HEINRICH BIBER: Battalia à 10 (1673)
Battalia was written in 1673 during the Baroque era. Some historians have attributed this work as composer Heinrich Biber’s feelings toward the Thirty Year War. This was a religious war fought from 1618 to 1648 involving most of Europe. It began as a conflict between Protestants and Catholics and spread throughout many European countries. The war often used mercenary armies and created much famine and disease that devastated many countries. Biber might have expressed serious emotions about the war as it was recorded that almost half the male population of German states and over a third of the Czechs were killed. Biber grew up in the Czech area and spent his adulthood in the German state of Austria. Battalia seems to be a statement about all aspects of war, including statements about the social and historical impact of war and the toll on humanity.
BONGANI NDODANA-BREEN: “Hymn” from Umuntu, Threnody and Dances
“Hymn” is an interlude from the monodrama Umuntu: Threnody and Dances commissioned in 2000 by the soprano Linda Bukhosini through a grant from the National Arts Council of South Africa.
The title alludes to the hymns that were deliberately sung slowly at weekly funerals in South Africa’s Black townships during the 1980s. This is at the time the apartheid government had declared a state of emergency. Church hymns were not only sung as such slow tempi, but would also be woven with improvised polyphony metrically unaligned to the original metre of the hymn. The experience was an enveloping ocean of sound that held and comforted the community in a moment of grief.
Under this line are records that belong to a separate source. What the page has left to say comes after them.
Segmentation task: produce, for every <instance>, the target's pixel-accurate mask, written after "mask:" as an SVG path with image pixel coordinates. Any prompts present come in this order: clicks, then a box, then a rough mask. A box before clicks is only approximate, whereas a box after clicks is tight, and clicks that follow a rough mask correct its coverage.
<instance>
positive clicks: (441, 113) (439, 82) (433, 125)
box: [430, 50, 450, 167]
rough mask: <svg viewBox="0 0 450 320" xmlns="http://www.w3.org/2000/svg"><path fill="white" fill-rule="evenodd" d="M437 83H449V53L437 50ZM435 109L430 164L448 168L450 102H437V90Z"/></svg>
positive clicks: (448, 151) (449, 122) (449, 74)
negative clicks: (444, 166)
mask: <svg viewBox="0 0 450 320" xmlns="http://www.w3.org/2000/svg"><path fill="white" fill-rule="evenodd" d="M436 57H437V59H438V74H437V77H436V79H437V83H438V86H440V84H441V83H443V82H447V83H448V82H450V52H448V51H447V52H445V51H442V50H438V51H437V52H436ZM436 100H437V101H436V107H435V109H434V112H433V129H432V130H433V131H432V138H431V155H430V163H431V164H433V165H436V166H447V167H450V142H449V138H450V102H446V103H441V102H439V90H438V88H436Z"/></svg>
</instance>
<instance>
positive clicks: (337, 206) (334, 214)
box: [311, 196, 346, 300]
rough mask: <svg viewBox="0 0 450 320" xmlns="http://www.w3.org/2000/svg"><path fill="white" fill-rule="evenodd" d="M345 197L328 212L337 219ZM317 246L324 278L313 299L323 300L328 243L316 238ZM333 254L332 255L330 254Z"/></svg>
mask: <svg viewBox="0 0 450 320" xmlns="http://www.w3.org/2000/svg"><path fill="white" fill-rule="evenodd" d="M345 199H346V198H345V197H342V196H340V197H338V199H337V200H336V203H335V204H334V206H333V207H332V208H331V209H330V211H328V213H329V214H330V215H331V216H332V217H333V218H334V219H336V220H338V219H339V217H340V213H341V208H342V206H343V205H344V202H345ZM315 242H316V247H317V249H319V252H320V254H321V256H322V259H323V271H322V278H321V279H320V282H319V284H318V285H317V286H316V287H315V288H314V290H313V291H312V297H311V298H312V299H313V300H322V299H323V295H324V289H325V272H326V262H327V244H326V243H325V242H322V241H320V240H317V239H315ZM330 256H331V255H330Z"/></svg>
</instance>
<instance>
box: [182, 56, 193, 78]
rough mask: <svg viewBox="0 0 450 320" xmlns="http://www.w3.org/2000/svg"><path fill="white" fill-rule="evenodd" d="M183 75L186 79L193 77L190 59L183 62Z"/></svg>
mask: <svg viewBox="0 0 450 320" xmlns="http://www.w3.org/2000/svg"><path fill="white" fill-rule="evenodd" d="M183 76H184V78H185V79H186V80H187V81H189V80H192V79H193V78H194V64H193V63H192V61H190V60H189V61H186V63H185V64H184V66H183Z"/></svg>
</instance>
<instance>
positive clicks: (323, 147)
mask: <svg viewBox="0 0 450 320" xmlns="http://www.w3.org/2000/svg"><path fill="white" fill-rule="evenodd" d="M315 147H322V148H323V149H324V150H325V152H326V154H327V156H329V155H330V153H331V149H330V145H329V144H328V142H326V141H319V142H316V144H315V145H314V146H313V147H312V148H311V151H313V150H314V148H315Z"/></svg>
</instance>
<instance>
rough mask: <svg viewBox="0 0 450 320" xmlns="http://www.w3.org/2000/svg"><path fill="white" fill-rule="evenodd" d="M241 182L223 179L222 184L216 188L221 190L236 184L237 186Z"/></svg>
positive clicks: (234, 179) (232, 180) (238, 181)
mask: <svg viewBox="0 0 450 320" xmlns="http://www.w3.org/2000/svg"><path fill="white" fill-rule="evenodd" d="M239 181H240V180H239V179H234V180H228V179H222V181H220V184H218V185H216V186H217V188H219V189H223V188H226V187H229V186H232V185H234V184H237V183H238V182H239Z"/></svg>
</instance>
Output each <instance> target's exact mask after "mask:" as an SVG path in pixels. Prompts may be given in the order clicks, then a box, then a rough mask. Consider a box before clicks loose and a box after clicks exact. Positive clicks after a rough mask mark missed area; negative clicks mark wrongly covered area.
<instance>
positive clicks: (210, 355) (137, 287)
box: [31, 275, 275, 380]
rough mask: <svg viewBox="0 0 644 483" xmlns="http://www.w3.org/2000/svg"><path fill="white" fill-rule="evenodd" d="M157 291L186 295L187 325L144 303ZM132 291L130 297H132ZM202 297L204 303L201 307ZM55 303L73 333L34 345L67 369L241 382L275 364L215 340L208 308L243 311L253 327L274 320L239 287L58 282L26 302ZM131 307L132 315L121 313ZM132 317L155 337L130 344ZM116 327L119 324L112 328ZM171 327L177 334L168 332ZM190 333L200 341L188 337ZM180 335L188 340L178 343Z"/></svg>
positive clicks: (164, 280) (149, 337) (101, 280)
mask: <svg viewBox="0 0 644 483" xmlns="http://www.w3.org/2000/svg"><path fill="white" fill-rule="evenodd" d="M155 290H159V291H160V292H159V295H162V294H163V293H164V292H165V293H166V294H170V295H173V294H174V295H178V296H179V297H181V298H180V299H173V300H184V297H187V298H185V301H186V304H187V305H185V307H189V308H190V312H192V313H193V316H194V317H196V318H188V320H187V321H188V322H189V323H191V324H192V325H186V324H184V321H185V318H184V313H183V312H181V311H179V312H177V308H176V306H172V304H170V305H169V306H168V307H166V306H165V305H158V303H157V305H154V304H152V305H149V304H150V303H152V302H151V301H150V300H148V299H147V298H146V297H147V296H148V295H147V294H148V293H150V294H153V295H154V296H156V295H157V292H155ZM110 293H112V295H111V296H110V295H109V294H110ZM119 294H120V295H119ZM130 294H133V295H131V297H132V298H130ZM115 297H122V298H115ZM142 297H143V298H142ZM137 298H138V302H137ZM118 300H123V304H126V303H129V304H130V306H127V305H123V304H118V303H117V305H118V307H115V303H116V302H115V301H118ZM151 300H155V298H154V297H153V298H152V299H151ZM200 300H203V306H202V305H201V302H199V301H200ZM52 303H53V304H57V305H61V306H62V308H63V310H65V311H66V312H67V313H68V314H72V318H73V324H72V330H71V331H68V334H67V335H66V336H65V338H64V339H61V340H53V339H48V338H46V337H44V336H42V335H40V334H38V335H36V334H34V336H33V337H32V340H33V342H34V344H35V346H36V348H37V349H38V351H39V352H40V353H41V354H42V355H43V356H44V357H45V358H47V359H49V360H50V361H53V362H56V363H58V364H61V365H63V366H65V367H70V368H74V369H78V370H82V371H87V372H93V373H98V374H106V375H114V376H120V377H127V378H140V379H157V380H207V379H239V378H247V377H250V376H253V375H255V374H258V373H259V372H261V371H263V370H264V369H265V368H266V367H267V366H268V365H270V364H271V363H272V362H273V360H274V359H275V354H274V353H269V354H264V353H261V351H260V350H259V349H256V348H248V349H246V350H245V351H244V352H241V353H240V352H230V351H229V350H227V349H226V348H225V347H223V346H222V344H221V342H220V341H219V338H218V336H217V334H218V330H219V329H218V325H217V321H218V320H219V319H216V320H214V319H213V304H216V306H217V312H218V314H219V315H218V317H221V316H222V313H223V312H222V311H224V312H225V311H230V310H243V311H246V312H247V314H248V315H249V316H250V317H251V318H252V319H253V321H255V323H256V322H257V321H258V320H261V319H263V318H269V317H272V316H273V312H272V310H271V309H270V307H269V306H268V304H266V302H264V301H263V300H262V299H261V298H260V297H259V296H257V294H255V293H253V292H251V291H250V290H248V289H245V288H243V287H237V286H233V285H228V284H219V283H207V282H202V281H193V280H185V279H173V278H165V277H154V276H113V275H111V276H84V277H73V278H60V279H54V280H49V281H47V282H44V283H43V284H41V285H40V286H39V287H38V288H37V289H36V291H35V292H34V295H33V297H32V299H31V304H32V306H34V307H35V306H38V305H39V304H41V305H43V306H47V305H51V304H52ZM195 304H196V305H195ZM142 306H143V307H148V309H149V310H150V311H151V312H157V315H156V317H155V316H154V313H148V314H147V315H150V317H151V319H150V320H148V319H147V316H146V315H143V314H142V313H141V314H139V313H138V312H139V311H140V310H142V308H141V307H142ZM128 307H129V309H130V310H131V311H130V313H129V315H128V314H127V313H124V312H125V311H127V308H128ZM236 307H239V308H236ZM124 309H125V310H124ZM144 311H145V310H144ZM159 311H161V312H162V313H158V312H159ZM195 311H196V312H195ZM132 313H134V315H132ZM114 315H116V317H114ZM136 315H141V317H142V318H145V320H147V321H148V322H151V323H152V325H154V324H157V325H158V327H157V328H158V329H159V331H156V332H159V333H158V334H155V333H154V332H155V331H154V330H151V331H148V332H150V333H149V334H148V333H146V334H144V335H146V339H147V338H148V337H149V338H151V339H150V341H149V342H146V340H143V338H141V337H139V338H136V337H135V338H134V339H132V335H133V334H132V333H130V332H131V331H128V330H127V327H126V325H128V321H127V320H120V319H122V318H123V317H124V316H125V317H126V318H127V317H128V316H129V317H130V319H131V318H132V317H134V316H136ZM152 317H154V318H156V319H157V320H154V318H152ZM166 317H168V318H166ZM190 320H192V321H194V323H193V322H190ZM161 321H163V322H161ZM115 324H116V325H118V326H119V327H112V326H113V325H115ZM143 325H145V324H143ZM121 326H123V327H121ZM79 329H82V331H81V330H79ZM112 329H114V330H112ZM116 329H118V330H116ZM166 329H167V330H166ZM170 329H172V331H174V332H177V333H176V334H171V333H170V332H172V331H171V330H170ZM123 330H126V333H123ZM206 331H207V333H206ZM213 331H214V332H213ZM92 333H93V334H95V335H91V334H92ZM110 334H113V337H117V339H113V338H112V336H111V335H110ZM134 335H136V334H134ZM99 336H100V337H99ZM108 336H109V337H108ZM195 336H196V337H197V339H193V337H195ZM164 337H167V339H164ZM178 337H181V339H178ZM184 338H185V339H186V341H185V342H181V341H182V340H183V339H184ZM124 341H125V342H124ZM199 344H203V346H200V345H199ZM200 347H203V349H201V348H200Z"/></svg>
—Bongani Ndodana-Breen, composer
REMO GIAZOTTO: Adagio in G Minor on Two Themes and a Ground Bass by Tomaso Albinoni
Adagio in G Minor is a composition attributed to Tomaso Albinoni. Widely familiar through its frequent use in film scores, the work is slow of pace and solemn of mood, and is frequently transcribed for various combinations of instruments. It often appears on recordings of various short Baroque classics.
This famed work is actually not by Albinoni at all. It is a mid-20th century creation by Italian musicologist Remo Giazotto, who claimed to have found a fragment of an Albinoni composition in the archives of a German library. According to Giazotto, the fragment contained only the low-pitched supporting continuo part and a few phrases of the melody itself. From that meager beginning, Giazotto fleshed out a complete composition according to established Baroque principles of composition, creating something generally in the style of a chaconne, in which a set of repeated pitches underlies an evolving melody.
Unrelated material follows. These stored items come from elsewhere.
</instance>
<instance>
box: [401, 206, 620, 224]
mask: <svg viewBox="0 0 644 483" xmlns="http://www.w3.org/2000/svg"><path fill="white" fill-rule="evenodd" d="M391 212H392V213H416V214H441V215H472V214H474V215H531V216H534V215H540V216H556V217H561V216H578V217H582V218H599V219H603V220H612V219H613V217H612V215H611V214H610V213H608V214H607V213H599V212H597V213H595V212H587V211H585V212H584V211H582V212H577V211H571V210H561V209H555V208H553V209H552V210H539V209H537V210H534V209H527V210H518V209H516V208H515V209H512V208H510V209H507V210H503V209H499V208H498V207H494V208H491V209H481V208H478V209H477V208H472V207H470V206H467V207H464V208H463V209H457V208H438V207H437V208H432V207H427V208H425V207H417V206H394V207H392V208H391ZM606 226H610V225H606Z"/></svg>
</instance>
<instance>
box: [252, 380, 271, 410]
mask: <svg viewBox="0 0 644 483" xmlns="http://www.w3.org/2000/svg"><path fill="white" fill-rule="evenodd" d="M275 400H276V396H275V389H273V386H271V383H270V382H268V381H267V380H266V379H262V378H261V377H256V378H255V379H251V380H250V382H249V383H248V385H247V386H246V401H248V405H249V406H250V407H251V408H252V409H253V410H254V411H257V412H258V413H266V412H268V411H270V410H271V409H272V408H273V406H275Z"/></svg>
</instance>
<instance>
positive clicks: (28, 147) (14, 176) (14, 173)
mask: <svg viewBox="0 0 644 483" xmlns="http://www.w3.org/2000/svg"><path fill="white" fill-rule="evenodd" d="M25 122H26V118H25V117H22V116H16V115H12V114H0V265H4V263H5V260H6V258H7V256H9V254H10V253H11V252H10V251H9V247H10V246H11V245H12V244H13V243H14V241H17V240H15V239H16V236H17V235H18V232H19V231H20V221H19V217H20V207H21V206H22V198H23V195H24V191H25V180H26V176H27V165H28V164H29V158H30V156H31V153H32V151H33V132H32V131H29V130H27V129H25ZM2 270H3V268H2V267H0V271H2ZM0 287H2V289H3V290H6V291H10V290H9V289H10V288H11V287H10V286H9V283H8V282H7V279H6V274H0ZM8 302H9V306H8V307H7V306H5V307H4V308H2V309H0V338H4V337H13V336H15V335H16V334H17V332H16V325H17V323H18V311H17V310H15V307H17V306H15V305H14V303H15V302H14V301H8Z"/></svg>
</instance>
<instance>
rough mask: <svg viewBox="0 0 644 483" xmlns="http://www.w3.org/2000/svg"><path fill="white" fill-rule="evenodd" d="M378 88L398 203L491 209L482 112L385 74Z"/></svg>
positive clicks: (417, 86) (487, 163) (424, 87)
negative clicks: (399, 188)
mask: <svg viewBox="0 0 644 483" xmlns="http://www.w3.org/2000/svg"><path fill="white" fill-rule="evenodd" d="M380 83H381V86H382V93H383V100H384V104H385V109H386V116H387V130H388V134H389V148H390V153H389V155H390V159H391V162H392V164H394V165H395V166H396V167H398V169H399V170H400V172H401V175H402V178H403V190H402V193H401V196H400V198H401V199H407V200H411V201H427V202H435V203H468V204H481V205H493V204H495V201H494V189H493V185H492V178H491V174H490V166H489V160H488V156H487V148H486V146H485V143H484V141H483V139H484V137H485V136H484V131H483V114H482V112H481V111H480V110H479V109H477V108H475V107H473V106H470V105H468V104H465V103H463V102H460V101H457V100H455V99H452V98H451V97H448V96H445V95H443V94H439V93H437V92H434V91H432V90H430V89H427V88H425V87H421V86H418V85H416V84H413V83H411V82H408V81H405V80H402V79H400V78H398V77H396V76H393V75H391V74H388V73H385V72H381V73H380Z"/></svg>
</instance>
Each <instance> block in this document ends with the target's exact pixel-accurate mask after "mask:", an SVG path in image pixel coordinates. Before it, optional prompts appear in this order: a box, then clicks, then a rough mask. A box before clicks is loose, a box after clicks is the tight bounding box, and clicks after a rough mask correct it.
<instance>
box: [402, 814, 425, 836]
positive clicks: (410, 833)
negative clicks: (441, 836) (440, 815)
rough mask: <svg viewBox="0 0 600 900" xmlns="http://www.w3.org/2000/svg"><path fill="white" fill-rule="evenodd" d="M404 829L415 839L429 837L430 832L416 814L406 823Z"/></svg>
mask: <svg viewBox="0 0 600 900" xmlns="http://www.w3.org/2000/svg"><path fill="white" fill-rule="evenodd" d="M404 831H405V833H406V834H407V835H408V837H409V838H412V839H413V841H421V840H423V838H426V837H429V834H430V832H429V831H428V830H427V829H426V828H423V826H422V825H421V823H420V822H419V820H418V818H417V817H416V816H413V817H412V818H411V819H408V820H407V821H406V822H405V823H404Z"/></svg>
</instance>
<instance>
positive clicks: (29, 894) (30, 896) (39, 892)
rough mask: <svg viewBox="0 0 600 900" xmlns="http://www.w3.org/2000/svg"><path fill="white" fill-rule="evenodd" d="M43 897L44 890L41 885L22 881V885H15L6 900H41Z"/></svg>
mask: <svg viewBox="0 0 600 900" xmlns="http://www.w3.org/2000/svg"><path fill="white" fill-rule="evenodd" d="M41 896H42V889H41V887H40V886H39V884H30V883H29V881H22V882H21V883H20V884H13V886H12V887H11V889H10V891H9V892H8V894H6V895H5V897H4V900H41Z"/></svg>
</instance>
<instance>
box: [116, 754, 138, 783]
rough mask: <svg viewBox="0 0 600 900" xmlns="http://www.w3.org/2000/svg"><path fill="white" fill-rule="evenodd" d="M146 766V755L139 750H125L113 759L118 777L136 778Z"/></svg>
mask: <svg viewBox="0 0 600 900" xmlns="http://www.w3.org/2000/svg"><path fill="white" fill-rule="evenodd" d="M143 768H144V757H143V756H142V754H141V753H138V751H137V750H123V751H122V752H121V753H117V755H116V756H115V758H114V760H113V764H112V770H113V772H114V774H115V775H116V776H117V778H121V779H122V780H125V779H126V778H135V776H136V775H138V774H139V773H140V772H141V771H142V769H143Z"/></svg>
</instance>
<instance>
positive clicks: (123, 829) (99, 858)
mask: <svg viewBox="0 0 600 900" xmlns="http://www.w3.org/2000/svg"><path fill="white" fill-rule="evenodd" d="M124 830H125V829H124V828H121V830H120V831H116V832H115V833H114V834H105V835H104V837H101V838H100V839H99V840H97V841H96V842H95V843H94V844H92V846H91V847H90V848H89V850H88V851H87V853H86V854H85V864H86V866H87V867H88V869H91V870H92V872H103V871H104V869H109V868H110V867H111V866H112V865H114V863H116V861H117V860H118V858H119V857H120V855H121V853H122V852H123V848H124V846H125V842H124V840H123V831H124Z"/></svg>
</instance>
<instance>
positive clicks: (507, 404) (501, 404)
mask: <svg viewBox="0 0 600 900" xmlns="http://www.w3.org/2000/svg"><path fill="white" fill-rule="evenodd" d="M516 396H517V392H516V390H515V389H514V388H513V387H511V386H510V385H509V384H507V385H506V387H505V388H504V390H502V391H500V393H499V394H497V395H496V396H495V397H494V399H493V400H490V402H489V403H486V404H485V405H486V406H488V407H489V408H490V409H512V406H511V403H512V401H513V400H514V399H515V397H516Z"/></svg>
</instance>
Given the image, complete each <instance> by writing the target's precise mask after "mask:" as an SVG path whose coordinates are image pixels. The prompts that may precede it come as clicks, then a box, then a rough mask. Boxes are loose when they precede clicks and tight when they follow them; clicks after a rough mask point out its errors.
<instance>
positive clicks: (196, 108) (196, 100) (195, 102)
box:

The new adagio—supposedly only edited by Giazotto, though, in fact, nearly entirely his own work—was published by the Italian publishing house Ricordi in 1958, nearly 300 years after Albinoni’s birth. Although it is not, strictly speaking, an Albinoni composition, it does bear characteristics of the Italian Baroque style, particularly in its overall structure.
It is a gentle and ethereal work, one that has helped to bring Albinoni back to the musical mainstream and preserve Giazotto’s name for future generations. Some scholars point out that even Giazotto’s origin story for the adagio may be a fiction, as no one other than he ever saw this supposed Albinoni fragment whence the few phrases originated.
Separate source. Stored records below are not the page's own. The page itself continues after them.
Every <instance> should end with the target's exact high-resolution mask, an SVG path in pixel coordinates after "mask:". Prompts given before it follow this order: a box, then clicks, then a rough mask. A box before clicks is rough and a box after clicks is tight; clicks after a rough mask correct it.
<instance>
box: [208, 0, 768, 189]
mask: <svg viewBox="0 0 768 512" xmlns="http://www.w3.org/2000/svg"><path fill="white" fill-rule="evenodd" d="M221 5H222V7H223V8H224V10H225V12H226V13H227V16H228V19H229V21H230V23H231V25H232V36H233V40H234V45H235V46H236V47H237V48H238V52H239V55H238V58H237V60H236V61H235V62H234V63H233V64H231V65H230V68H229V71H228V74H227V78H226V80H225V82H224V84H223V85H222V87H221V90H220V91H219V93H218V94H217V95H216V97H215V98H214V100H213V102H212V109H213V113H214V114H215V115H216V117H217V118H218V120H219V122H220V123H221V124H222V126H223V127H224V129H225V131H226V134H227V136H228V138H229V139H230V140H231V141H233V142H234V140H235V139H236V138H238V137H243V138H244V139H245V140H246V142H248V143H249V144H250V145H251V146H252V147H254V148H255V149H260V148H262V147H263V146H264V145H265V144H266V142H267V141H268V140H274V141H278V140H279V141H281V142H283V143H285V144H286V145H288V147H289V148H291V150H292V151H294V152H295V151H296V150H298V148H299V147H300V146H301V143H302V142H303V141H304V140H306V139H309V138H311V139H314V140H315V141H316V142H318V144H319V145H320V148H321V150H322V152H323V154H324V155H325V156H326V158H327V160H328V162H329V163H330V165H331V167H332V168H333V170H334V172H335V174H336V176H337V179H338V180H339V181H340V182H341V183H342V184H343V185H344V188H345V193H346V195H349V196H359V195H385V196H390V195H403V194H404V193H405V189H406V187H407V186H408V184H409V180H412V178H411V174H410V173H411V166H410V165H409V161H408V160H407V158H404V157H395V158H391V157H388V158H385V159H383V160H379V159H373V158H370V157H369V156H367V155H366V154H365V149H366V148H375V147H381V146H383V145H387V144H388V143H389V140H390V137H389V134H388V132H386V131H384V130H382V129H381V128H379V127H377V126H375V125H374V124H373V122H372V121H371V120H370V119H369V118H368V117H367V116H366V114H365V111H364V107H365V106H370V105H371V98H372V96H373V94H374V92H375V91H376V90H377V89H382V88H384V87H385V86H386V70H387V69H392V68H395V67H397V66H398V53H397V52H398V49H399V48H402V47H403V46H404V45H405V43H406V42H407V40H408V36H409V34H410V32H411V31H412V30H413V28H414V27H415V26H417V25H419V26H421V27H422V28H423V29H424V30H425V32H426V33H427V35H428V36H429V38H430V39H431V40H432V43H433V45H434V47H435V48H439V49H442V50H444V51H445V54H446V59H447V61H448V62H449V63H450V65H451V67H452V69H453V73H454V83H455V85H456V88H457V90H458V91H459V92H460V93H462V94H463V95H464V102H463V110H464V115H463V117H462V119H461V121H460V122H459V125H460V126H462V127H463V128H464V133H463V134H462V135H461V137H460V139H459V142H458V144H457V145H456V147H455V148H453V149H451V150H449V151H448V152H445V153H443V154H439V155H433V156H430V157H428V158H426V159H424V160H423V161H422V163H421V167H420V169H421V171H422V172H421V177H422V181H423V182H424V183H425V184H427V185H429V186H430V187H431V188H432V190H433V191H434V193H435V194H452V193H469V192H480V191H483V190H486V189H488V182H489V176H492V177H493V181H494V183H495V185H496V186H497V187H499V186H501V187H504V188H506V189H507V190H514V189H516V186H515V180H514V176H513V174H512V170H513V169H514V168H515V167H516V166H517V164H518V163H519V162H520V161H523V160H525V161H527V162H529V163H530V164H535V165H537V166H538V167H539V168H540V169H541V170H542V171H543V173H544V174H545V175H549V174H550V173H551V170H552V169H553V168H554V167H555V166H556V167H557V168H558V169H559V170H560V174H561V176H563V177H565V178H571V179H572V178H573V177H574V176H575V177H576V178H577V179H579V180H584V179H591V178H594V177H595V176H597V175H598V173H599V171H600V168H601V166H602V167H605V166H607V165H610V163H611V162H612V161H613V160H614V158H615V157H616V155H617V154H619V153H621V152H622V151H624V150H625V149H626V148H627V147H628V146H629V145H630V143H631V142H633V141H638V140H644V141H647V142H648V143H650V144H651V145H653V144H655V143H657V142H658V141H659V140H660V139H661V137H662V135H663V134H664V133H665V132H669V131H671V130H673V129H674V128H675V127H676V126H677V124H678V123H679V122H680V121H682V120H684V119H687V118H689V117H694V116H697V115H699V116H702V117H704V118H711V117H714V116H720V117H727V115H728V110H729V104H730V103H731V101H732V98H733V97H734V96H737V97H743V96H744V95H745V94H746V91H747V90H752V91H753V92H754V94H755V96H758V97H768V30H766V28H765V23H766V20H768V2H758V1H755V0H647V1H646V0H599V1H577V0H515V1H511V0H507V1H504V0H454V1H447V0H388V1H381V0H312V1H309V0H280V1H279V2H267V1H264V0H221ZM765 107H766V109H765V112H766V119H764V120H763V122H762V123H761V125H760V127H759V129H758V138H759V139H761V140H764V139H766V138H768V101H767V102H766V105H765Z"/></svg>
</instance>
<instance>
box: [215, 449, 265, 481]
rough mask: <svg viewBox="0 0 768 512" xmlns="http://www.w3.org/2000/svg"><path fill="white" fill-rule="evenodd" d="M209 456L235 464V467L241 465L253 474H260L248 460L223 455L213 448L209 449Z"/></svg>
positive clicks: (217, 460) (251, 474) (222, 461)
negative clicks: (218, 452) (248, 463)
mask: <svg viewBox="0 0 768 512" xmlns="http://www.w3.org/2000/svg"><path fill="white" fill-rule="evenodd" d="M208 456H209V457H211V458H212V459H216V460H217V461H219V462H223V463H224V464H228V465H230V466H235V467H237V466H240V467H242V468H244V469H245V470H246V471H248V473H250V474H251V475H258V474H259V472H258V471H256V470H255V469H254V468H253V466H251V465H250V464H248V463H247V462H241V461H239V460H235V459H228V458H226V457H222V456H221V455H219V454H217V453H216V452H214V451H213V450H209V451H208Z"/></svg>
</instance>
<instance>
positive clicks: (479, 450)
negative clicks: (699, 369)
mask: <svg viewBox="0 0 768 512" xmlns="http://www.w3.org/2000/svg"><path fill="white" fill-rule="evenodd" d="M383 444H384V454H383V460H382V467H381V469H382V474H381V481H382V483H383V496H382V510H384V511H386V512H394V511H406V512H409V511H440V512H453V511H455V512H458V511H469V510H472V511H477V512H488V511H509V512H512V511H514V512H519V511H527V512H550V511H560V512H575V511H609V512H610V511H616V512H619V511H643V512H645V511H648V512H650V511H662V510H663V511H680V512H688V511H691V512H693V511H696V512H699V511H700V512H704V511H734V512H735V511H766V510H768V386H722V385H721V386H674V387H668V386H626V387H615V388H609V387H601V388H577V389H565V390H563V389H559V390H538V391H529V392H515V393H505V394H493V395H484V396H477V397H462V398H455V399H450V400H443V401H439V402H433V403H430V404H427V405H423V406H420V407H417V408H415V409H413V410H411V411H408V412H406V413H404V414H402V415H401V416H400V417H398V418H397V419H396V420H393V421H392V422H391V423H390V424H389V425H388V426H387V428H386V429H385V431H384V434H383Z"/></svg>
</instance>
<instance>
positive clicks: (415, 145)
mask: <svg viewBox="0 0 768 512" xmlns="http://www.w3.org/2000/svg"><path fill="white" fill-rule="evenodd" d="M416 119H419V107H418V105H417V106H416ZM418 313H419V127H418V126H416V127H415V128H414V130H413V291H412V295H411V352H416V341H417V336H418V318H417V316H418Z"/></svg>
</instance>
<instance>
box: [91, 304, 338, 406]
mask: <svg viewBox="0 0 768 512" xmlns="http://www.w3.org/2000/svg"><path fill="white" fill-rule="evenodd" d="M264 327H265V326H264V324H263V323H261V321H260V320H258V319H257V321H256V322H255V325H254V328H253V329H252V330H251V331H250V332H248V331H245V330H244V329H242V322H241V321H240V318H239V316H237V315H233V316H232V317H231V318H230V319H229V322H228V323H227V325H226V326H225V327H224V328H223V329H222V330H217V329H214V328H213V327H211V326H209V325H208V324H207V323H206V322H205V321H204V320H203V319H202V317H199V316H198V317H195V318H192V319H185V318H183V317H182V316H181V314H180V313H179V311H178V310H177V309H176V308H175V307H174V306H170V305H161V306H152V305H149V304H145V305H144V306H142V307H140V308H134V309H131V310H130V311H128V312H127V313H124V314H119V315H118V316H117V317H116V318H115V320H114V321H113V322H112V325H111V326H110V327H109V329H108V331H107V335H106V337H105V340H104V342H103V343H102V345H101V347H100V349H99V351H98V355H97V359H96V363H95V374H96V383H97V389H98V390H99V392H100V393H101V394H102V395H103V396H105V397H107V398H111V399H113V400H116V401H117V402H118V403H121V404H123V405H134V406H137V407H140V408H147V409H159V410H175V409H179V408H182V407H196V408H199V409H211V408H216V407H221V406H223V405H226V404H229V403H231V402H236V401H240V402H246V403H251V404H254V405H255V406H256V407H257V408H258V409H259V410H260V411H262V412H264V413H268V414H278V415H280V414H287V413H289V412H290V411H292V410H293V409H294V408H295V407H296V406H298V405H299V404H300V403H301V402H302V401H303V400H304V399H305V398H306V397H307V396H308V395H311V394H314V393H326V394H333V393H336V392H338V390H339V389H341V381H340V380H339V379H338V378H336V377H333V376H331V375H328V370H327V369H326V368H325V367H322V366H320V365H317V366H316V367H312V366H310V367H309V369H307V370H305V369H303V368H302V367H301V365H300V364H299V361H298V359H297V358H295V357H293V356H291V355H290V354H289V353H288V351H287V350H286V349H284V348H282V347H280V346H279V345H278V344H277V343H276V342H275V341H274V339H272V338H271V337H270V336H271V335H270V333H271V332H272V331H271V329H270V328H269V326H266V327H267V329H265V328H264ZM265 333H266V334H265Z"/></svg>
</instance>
—Betsy Schwarm, Britannica
ALFRED SCHNITTKE: Concerto Grosso No. 1 (1977)
Concerto Grosso No. 1 for two violins, prepared piano and strings, is the first of Schnittke’s six compositions with the common title Concerto Grosso, written between 1977 and 1993. Schnittke builds his concerti grossi on the Baroque idea of intensive dialogue between orchestra and soloists. Concerto Grosso No. 1 is one of the best-known of Schnittke’s “polystylistic” compositions. Here, there are many “musics” within the neoclassical frame: a melody in the style of a Soviet popular song (the beginning of the preludio and the climax of the rondo), a nostalgic atonal serenade (middle section of the toccata), quasi-Corellian allusions and, finally, in Schnittke’s own words, “a favourite tango of my grandmother’s, played by my great-grandmother on the harpsichord” in the middle section of the rondo. In Concerto Grosso No. 1, as in many other compositions, Schnittke uses fragments from his incidental music and film scores. “One of my life’s goals,” Schnittke remarked about his Concerto Grosso No. 1, “is to overcome the gap between ‘E’ (ernste musik, serious music) and ‘U’ (unterhal tungsmusik, music for entertainment), even if I break my neck in doing so.”